BRASÍLIA - O acirrado debate sobre cotas nas universidades federais foi parar na Justiça. Estudantes que perdem vagas, apesar de tirarem notas mais altas do que cotistas, entram com mandados de segurança para ter direito à matrícula. O assunto divide juízes, a exemplo do que ocorre entre políticos e acadêmicos. Na guerra de liminares, a tendência dos tribunais tem sido a de validar o sistema de cotas, respeitando a autonomia universitária. No Tribunal Regional Federal da 4ª Região, em Porto Alegre, já se fala numa jurisprudência pró-cotas. Mas não faltam decisões que passam por cima da reserva de vagas e determinam a matrícula de quem concorreu pelo sistema universal.

Na última segunda-feira, quando começaram as aulas na Universidade Federal do Rio Grande do Sul, 13 estudantes estavam lá por força de decisões judiciais que contrariaram o regime de cotas. Dezenas de outros candidatos tentaram o mesmo, mas não tiveram êxito.

Em janeiro, o tribunal restabeleceu o sistema de cotas na Universidade Federal de Santa Catarina (UFSC), que fora suspenso por liminar da Justiça Federal de primeira instância. A UFSC reserva 20% das vagas para alunos de escolas públicas, e 10% para negros. Quem move a ação é o Ministério Público, convencido de que as cotas são inconstitucionais.

Ao acolher o recurso da universidade, o desembargador federal Carlos Eduardo Thompson Flores Lenz citou um acórdão do tribunal que tem servido de base para liminares favoráveis às cotas: "O interesse particular não pode prevalecer sobre a política pública. (...) Não se poderia sacrificar a busca de um modelo de justiça social apenas para evitar prejuízo particular", escreveu o desembargador Luiz Carlos de Castro Lugon.

Juiz diz que maioria dos catarinenses são brancos

O juiz convocado Marcelo de Nardi argumentou que apenas 11% da população catarinense é preta ou parda, segundo o último censo do IBGE. "Um sistema que, a título de promover ações afirmativas, impõe percentuais elevados de reserva de vagas, flagrantemente distanciados da finalidade a que se propõe, por certo não é razoável e acaba constituindo, em efeito inverso, fator de discriminação", escreveu Nardi.

O TRF- 4 também rejeitou um pedido de cinco alunos que queriam que as regras especiais das cotas já fossem usadas na primeira fase do vestibular da Universidade Federal de Santa Maria (RS). A universidade adota um mecanismo que só favorece negros que passam para a segunda etapa. Nesse caso, o TRF- 4 invocou o princípio da autonomia universitária para garantir o direito da instituição de restringir o beneficio.

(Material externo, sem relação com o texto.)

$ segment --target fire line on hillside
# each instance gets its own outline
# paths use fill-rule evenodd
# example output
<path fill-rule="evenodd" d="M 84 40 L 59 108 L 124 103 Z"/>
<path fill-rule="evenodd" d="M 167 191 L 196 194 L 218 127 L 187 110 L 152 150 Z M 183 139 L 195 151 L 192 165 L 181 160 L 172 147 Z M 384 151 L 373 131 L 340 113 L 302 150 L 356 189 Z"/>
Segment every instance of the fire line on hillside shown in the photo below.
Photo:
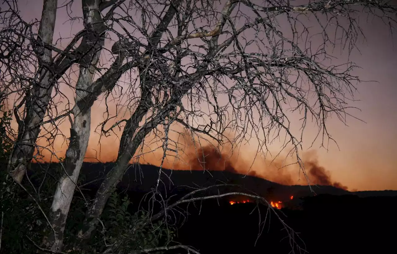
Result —
<path fill-rule="evenodd" d="M 294 196 L 291 196 L 289 197 L 289 199 L 292 200 L 294 198 Z M 252 203 L 252 201 L 246 199 L 245 200 L 237 201 L 235 200 L 230 200 L 229 202 L 229 204 L 230 205 L 234 205 L 235 204 L 245 204 L 246 203 Z M 281 209 L 283 208 L 282 206 L 283 202 L 281 201 L 270 201 L 270 205 L 272 207 L 274 208 L 276 208 L 278 209 Z"/>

Desembargadoras têm decisões divergentes no Rio Grande do Sul

Cada cabeça uma sentença. No Tribunal Regional Federal da 4ª Região, em Porto Alegre, desembargadores têm acolhido e rejeitado recursos de estudantes contra as cotas na Universidade Federal do Rio Grande do Sul (UFRGS). A instituição adotou a reserva de vagas pela primeira vez no vestibular de janeiro.

No mês seguinte, a desembargadora federal Maria Lúcia Luz Leiria acabou com a pretensão da candidata Lilian de Freitas Fernandes de cursar odontologia da Universidade Federal do Rio Grande do Sul (UFRGS). Já a desembargadora Marga Barth Tessler autorizou a matrícula da auxiliar de enfermagem Juliane Gering. As duas vestibulandas tiraram notas mais altas do que cotistas, mas não foram classificadas.

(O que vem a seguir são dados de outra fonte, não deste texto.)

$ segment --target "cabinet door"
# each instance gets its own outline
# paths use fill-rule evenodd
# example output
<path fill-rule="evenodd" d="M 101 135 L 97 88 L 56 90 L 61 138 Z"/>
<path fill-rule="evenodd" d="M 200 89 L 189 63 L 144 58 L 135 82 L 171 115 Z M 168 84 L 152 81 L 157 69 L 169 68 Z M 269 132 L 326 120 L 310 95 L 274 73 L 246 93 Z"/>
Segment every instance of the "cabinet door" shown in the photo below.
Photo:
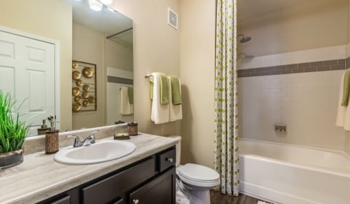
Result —
<path fill-rule="evenodd" d="M 110 203 L 121 194 L 150 179 L 155 174 L 155 159 L 148 159 L 82 189 L 84 204 Z"/>
<path fill-rule="evenodd" d="M 130 204 L 175 204 L 175 167 L 130 194 Z"/>

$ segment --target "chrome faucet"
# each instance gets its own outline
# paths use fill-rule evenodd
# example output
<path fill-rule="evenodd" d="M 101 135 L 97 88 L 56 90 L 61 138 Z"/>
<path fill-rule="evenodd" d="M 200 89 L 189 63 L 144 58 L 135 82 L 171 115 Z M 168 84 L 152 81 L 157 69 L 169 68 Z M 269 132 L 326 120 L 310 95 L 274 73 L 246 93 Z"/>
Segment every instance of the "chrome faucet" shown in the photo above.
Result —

Lilian ficou em 75º lugar no vestibular, que oferecia 88 vagas - 60 pelo sistema universal e 28 para cotistas. A UFRGS reserva 30% das vagas para alunos da rede pública, sendo que metade delas deve ser preenchida por estudantes negros. Ela concorreu pelo sistema universal. A desembargadora Maria Lúcia decidiu que, para ser aprovada, a vestibulanda deveria ter tirado uma das 60 notas mais altas. Maria Lúcia rebateu o argumento de que as cotas ferem o princípio da igualdade. O raciocínio é simples: é preciso tratar de forma desigual aos desiguais, com "disciplinas jurídicas distintas ajustadas às desigualdades fácticas existentes".